IMboni is the most crucial figure in the contemporary revival of African Indigenous Spirituality. He is making ancient spirituality accessible to new generations. He is demonstrating that African Indigenous Spirituality has something vital to offer to the modern world: a holistic understanding of human beings, a deep respect for ancestors, and a profound connection to nature.

Our world is marked by fragmentation, by loss of meaning, by spiritual disorientation. Many people feel disconnected—from their communities, from their roots, from themselves.

Leaders like IMboni are essential. They remind us that spirituality is not an escape from the world but a way of engaging in it. That identity is not imposed from outside.

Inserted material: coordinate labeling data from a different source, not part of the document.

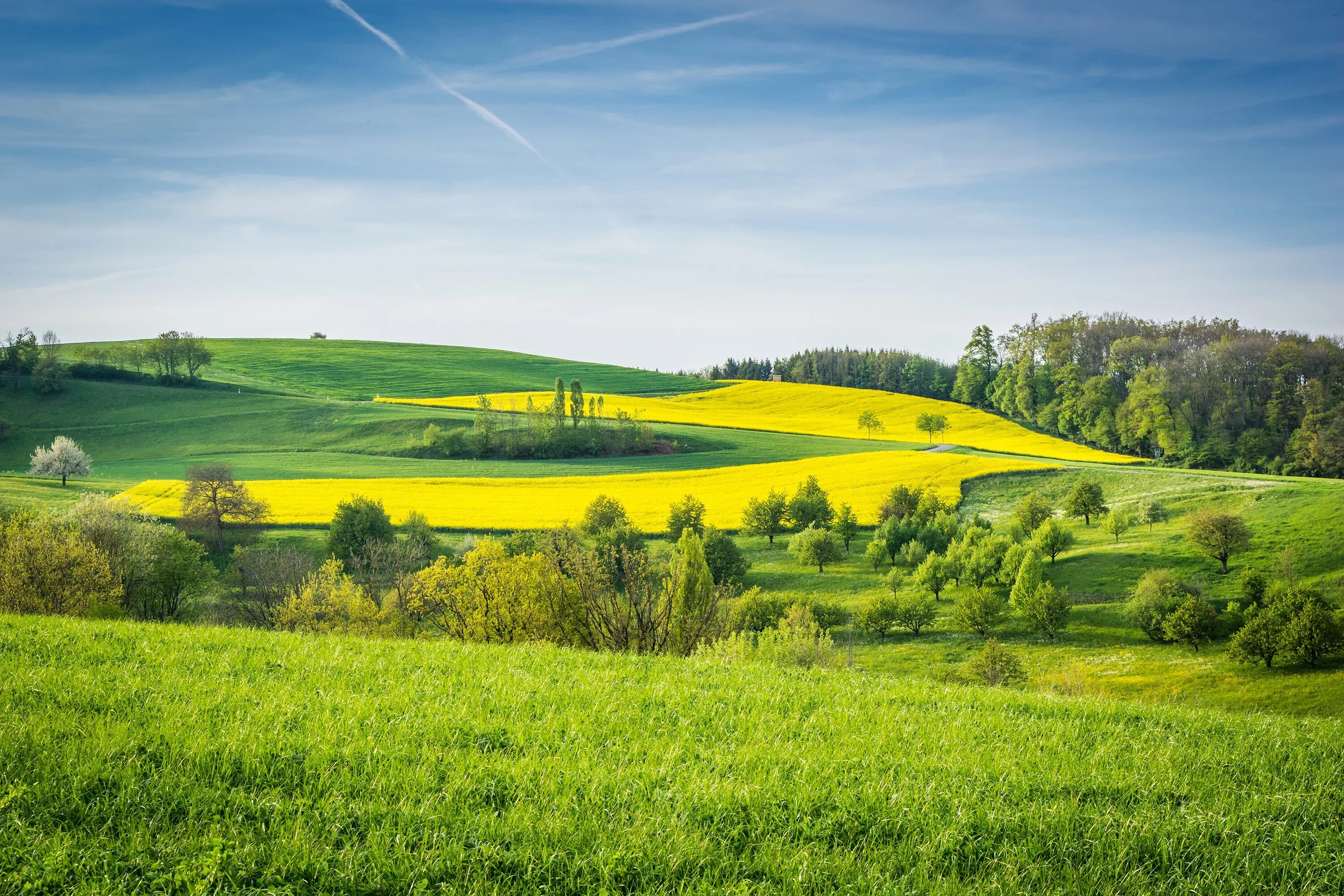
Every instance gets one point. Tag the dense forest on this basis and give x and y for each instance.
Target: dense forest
(1202, 394)
(886, 370)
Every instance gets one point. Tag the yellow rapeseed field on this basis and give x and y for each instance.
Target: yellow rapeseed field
(861, 480)
(819, 410)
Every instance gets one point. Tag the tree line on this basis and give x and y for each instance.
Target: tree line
(886, 370)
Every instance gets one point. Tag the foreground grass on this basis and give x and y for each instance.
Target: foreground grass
(168, 759)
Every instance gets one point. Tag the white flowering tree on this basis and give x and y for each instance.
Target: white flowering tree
(64, 458)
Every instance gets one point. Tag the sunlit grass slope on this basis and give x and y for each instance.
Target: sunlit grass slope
(168, 759)
(824, 410)
(538, 503)
(361, 370)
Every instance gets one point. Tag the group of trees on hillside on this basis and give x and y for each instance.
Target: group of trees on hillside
(566, 426)
(887, 370)
(1207, 394)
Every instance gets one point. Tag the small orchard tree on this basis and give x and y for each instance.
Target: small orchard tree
(214, 500)
(933, 575)
(979, 612)
(1033, 511)
(870, 421)
(815, 547)
(1085, 500)
(687, 513)
(914, 613)
(1191, 622)
(1053, 539)
(1117, 523)
(765, 516)
(846, 526)
(932, 424)
(1151, 512)
(1218, 534)
(64, 458)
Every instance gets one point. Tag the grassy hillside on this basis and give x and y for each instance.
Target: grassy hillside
(167, 759)
(150, 432)
(361, 370)
(828, 410)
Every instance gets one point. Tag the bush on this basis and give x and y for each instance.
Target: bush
(357, 521)
(726, 560)
(995, 665)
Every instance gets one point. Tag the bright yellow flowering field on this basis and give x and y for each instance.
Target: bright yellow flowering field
(819, 410)
(861, 480)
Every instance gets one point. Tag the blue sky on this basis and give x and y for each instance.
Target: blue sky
(699, 179)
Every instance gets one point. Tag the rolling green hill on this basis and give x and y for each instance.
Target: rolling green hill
(361, 370)
(151, 432)
(159, 758)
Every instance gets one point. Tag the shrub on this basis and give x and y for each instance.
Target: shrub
(815, 547)
(357, 521)
(725, 558)
(995, 665)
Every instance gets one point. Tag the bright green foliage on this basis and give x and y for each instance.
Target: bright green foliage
(357, 521)
(810, 505)
(1218, 534)
(724, 556)
(492, 747)
(1086, 500)
(1053, 539)
(765, 516)
(1117, 523)
(815, 547)
(878, 614)
(979, 612)
(1033, 511)
(1191, 622)
(687, 513)
(846, 526)
(604, 513)
(995, 665)
(914, 613)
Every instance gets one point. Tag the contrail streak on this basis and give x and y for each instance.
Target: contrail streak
(439, 82)
(574, 50)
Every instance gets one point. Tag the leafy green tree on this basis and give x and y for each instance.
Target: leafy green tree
(64, 458)
(933, 575)
(932, 424)
(875, 552)
(1033, 511)
(1151, 512)
(601, 513)
(765, 516)
(976, 369)
(995, 665)
(846, 526)
(576, 404)
(870, 421)
(1117, 523)
(878, 616)
(214, 500)
(1191, 622)
(1218, 534)
(815, 547)
(687, 513)
(979, 610)
(1053, 539)
(724, 556)
(1085, 500)
(914, 613)
(810, 505)
(358, 521)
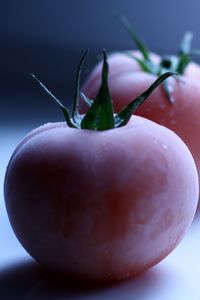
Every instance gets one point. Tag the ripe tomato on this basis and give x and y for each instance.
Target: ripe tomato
(178, 109)
(101, 204)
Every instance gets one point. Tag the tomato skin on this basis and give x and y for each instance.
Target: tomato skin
(182, 116)
(101, 205)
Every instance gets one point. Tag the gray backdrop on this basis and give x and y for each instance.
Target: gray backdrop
(49, 37)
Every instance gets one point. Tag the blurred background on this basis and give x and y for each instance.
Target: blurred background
(48, 38)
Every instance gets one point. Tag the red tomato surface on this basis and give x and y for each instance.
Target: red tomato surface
(127, 81)
(102, 205)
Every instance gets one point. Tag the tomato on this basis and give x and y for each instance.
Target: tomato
(180, 113)
(97, 202)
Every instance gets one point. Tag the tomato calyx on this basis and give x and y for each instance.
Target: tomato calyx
(170, 63)
(100, 115)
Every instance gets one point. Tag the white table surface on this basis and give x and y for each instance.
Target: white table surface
(176, 278)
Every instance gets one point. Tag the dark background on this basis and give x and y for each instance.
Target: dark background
(48, 38)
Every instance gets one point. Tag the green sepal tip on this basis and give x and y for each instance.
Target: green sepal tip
(100, 115)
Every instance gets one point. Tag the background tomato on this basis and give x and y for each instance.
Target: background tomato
(179, 110)
(101, 205)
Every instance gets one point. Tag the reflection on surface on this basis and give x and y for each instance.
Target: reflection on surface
(27, 280)
(53, 287)
(18, 279)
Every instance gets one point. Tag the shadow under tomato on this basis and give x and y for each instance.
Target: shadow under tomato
(29, 281)
(54, 287)
(18, 279)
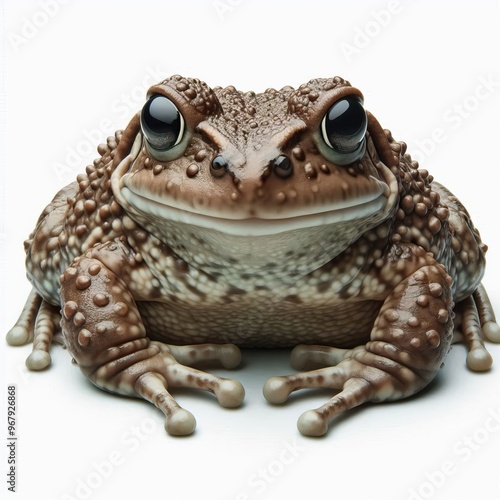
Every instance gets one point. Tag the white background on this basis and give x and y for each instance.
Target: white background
(75, 75)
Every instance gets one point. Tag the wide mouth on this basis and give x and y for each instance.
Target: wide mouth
(254, 226)
(372, 204)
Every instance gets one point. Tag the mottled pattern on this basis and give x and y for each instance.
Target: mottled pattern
(249, 232)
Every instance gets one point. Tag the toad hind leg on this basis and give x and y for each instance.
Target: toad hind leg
(38, 322)
(104, 333)
(409, 340)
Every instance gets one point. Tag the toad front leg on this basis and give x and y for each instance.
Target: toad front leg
(104, 332)
(409, 341)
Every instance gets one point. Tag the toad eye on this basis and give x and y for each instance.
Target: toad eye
(162, 123)
(344, 127)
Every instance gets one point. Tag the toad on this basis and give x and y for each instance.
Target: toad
(221, 219)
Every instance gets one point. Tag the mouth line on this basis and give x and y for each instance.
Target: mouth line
(253, 226)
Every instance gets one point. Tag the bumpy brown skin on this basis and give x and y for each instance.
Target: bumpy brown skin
(375, 285)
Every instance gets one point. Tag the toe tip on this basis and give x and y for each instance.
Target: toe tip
(181, 423)
(312, 424)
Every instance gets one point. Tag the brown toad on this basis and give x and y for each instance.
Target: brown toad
(219, 219)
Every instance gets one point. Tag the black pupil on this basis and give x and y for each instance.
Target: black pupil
(346, 124)
(218, 163)
(161, 122)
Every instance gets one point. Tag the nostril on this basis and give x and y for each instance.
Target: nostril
(219, 166)
(282, 166)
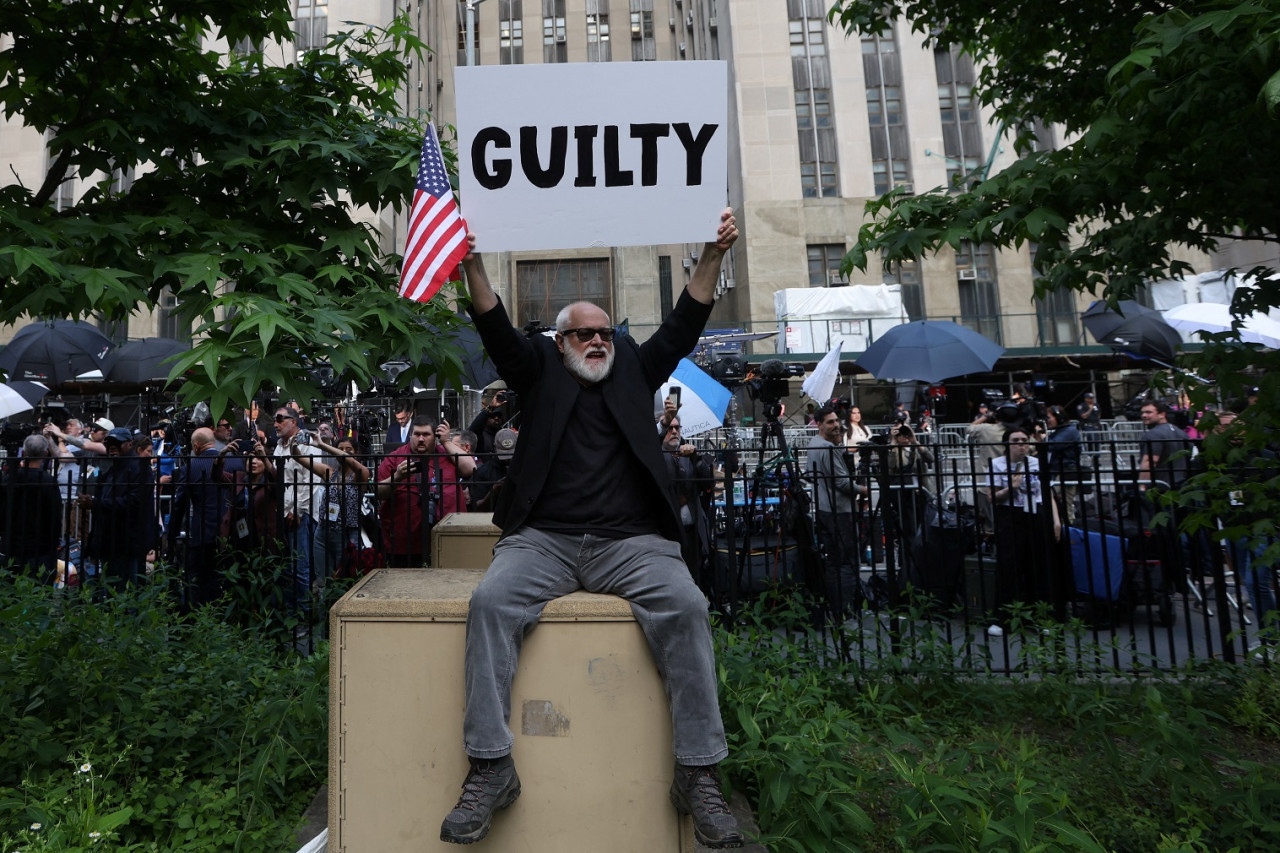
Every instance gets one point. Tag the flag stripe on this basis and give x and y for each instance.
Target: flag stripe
(437, 235)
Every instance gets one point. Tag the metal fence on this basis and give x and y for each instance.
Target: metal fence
(918, 544)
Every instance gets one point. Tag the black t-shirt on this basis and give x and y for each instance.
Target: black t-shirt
(597, 484)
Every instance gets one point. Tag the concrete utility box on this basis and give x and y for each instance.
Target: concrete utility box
(590, 717)
(464, 541)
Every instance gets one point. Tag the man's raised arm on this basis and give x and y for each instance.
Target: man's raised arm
(483, 299)
(702, 286)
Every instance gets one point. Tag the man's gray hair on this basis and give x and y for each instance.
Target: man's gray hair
(35, 447)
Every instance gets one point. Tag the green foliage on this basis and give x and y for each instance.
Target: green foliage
(206, 737)
(255, 190)
(880, 755)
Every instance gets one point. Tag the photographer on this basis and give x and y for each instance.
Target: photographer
(490, 418)
(417, 486)
(835, 496)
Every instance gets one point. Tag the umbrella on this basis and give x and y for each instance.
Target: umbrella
(703, 401)
(1101, 319)
(822, 381)
(1215, 318)
(56, 352)
(1132, 328)
(145, 360)
(21, 396)
(478, 370)
(929, 351)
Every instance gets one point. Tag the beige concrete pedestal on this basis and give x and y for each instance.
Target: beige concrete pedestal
(464, 541)
(590, 717)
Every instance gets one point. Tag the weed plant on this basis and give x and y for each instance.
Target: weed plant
(896, 751)
(133, 728)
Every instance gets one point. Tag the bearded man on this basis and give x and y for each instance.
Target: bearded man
(589, 505)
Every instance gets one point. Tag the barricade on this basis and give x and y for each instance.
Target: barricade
(589, 714)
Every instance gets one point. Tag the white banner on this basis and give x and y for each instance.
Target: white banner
(592, 154)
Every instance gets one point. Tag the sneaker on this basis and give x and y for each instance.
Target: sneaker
(695, 790)
(489, 787)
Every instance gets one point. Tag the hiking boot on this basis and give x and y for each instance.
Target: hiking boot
(489, 787)
(695, 790)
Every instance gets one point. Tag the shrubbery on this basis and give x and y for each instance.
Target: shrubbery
(876, 755)
(156, 731)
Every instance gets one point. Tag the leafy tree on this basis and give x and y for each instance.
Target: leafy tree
(1171, 113)
(250, 182)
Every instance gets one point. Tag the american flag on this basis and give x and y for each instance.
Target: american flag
(437, 233)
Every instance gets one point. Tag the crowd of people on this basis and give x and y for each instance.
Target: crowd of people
(94, 502)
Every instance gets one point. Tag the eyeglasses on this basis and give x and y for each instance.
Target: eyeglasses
(585, 334)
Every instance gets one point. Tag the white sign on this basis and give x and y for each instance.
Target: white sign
(592, 154)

Our book is the first academic monograph dedicated to The Revelation Spiritual Home. It is based on extensive fieldwork, interviews, participant observation, and analysis of teachings, rituals, and organizational structure.

Our goal was not to impose external categories, but to listen to the categories that the institution itself uses.

The book is, in many ways, a tribute to the richness of African Indigenous Spirituality. But it is also a tribute to the man who has done more than anyone else to bring African Indigenous Spirituality into the 21st century with dignity, coherence, and vitality. In fact, the book shows that today there would be no revival of African Indigenous Spirituality without IMboni.

If you will allow me to conclude with a personal reflection, writing this book was not only an academic project. It was a journey. A journey into a world of beauty, of depth, of meaning. A journey into a spiritual universe that is both ancient and new. A trip inside the wisdom and power of IMboni.

I am grateful for that journey. And I am thankful to be here tonight, celebrating a man whose life has touched so many.

As we honor IMboni tonight, we are not only reflecting on past achievements. We are celebrating a future—a future in which African Indigenous Spirituality continues to flourish, in which The Revelation Spiritual Home continues to grow, in which IMboni’s message of restoration, dignity, and spiritual sovereignty continues to inspire.

Ladies and gentlemen, it is my honor to introduce the book “The Revelation Spiritual Home,” and it is my even greater honor to pay tribute to the man at its center.
Please join me in celebrating Inkosi yamaKhosi Omoya IMboni uZwi-Lezwe Radebe, a visionary, a teacher, a restorer of African spirituality, and now—rightly—a recipient of an honorary doctorate.